An article in Managed Healthcare Executive reported that over the past few years, PBMs have begun expanding from pharmaceutical management to accepting responsibility for managing healthcare’s overall costs. The article explains PBMs are engaging in ‘self-reform’ in four key ways:
Supporting Physicians and Providers at the Point of Care
According to Prime Therapeutics, “PBMs are working with all parts of the supply chain and with payers and providers to make changes quickly and thoughtfully. All parties are aligned in helping drive the best care in a consumer-focused manner at the most affordable price.”
Our response: If Webster’s Dictionary is seeking examples of doublespeak, this is a ‘prime’ example (so to speak).
PUTT regularly hears from doctors and pharmacists with evidence of the opposite. Patients are denied care, doctors’ orders are overridden by step-therapy requirements - unfulfillable during COVID - and despite executive orders from state governors, PBMs deny medication pre-fills, refills, or refuse to reimburse pharmacies for prescriptions.
These must be examples of “making changes quickly and thoughtfully” and are probably a driver behind surprisingly healthy PBM revenues during a time when everywhere else is experiencing a pandemic-driven economic downturn. One can only assume the PBM definition of “consumer-focused” equals ‘shareholder dividends’.
Assuming More Responsibility for the Total Cost of Care
PBMs claim they're “assuming responsibility for managing the total cost of care.” They purportedly do this by monitoring medication adherence, utilizing “value-based contracts”, and offering reinsurance on specialty drugs to control spending.
PBMs "monitoring medication adherence" is like cats watching a goldfish bowl - they only do what’s advantageous for themselves and there’s a good chance they’ll try to benefit when no one’s looking. And the PBM description of “value-based contracts” - paying more for medication that works, and less for medication that doesn't - defeats the purpose of lowering costs since the only way to pay less is if a treatment is a flop.
But let’s focus on reinsurance.
Reinsurance is a secondary form of insurance companies use to hedge their bets on losses. For example, a trucking company might worry about accident losses. Purchasing reinsurance would cover an additional percentage of any accident losses incurred. It’s like using a bigger umbrella in a rainstorm - the user will still get wet, but less so than before.
Reinsurance is expensive, and applying it to specialty medication is a maneuver that could only raise backend costs which would (logically) raise end-payer prices. Unless the PBM plans to take a revenue cut on each specialty drug reinsured, the employer, payer, and patient will end up being charged more to cover the expense.
Our response: Adding costs will lower drug prices? Even a first-grader understands how that math can’t work.
Providing Increased Cost Control and Transparency in Pharmacy Benefit Design
According to OptumRx, PBMs’ new benefit design allows them to “contract in a performance-driven model" where PBMs are "paid based on the ability to manage the cost and quality of care.” OptumRx claims to do this by “excluding high-cost medications with high rebates and including lower-cost generic alternatives.”
The truth is, PBMs have never disavowed rebates, they’ve simply renamed them ‘manufacturer management fees’. The money is still there - bypassing the intended recipient (the patient) and going elsewhere - usually PBM pockets.

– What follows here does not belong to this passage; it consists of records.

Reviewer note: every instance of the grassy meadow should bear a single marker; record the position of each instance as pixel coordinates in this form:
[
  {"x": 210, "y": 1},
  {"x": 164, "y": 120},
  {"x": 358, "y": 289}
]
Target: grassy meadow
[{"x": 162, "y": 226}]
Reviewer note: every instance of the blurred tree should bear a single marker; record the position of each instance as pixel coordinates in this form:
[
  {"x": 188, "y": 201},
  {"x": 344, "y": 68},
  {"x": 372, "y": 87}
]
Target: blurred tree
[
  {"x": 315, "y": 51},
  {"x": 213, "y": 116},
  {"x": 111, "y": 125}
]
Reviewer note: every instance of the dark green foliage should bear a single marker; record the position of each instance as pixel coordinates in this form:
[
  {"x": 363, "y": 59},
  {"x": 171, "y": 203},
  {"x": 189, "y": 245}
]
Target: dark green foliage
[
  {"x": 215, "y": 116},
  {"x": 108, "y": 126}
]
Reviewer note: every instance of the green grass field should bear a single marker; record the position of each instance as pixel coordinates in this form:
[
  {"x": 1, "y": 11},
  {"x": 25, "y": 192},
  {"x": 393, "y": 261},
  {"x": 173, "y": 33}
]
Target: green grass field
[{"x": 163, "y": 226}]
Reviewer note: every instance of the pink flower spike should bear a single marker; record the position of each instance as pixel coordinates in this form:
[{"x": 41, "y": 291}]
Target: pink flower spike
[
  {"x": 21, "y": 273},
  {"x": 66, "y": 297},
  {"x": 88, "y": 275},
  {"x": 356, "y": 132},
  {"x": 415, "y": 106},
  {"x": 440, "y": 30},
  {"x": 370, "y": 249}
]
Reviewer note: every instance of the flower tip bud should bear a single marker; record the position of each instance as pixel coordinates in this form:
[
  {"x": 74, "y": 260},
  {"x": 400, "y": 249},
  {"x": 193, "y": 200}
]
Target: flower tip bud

Lower-cost generics may be included in plan formularies, but without pharmaceutical companies paying some form of ‘management fees’ those generics will never make it into the hands of consumers under formulary terms.
Performance-driven metrics have been (mis)used by PBMs in pharmacy contracts for years. PBMs twist the language to justify rapidly escalating DIR fees, punitive audits, nickel-and-dime transaction fees, clawbacks, and below-cost reimbursements. To now declare that PBMs themselves will be paid based on “performance metrics” - of their own creation - is not new and is exactly what they’ve promoted themselves as doing for at least the last decade. What WOULD be new is transparency - something that hasn’t yet been tried by any of the “Big 3”.
Our response: Follow the money. Without an independently verifiable, reference-based system for cost management and quality care, PBMs are just a healthcare Ponzi scheme.
Responding to Criticism About PBM Contracting Strategies
After saying that the business model is moving away from rebates, PBMs claim (paragraphs later) that they “pass all rebate dollars back to health plans.” So which is it?
PBMs have claimed to be passing rebates back to 'clients' for years. The problem is the ‘clients’ are the insurance plans - which own or are affiliated with the PBM - so they’re really only passing the money back to themselves. It’s a vertical integration game that creates healthcare monopolies condoned by the FTC - at the expense of the most vulnerable. Employers and government entities who sign PBM contracts may think they're saving money but they're actually being swindled by confusing rhetoric.
Our response: PBM contracts are written to ensure any ‘savings’ are funneled through the contract terms into the pockets of the PBM/Insurance company. The only benefit reform these companies are engaging in is that which benefits themselves.